Australians are facing an anxious wait after one of the longest campaigns in history produced a shock cliff-hanger result.
With no clear winner there's the possibility of a hung Parliament or a minority government.
It's an unexpected result. While the vote was predicted to be tight, we didn't know it would come this close. It will come down to 11 seats, and we'll start getting an idea of the outcome when vote counting continues on Tuesday.
Even if Labor leader Bill Shorten loses, he's won. He's solidified his leadership and proven he can make gains for Labor. However, that won't stop questions about his leadership.
As for his rival, Prime Minister Malcolm Turnbull, his gamble to trigger the double dissolution hasn't paid off and many are asking whether his predecessor, Tony Abbott, could have done better.
Now, just like after any big night, Mr Turnbull has a big hangover, as his coalition barely hangs on.
But Mr Turnbull wasn't afraid to call it last night.
"We can have every confidence we can form a coalition majority government in the next Parliament," he said. But there's doubt he can.
This isn't the sort of party Mr Turnbull wanted. He was after a clear win and his coalition has taken a big hit. He says the Coalition will work to resolve the new Parliament without division or rancour.

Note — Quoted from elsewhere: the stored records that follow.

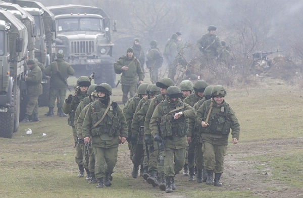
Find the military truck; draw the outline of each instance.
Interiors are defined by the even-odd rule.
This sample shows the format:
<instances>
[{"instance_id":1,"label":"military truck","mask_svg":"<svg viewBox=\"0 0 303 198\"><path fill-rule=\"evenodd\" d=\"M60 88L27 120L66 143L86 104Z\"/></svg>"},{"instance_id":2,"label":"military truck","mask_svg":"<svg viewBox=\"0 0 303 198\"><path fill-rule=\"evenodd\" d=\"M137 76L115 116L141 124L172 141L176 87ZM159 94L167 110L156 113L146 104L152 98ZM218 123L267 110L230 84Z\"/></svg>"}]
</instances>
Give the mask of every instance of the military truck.
<instances>
[{"instance_id":1,"label":"military truck","mask_svg":"<svg viewBox=\"0 0 303 198\"><path fill-rule=\"evenodd\" d=\"M0 137L11 138L19 127L24 76L27 30L8 10L0 8Z\"/></svg>"},{"instance_id":2,"label":"military truck","mask_svg":"<svg viewBox=\"0 0 303 198\"><path fill-rule=\"evenodd\" d=\"M94 71L95 83L107 83L114 87L114 44L108 15L100 8L90 6L65 5L47 8L55 15L56 51L64 53L76 76L88 76ZM113 31L116 31L115 25Z\"/></svg>"}]
</instances>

At last count, Mr Turnbull's coalition had 68 seats to Labor's 66, but with 11 seats too close to call, a hung Parliament looms. Voters aren't happy.
"I checked out the second time our PM got switched to someone else. I'm just going to leave the country," said one disillusioned member of the public.
Mr Turnbull squared the blame at Labor's Medicare scare campaign and texts sent to voters on polling day.
"It said it came from Medicare - an extraordinary act of dishonesty. No doubt the police will investigate," he said.
Allegations like that couldn't take the shine off rival Mr Shorten's performance. There were other celebrations and victories as the first indigenous woman was elected to the Lower House, and One Nation leader Pauline Hanson made a comeback.
"They see me as a true blue Aussie, someone who really cares about them. That's what I hear all the time, 'Well she's got the guts to say what I'm thinking,'" Ms Hanson said.
With upsets like that and the possibility of a hung Parliament, there's an anxious wait.
New Zealand Prime Minister John Key is relaxed about the result.
"I don't think Australia have spent a whole lot of time navel-gazing. I think in the end they'll just learn to work with the conditions that they have."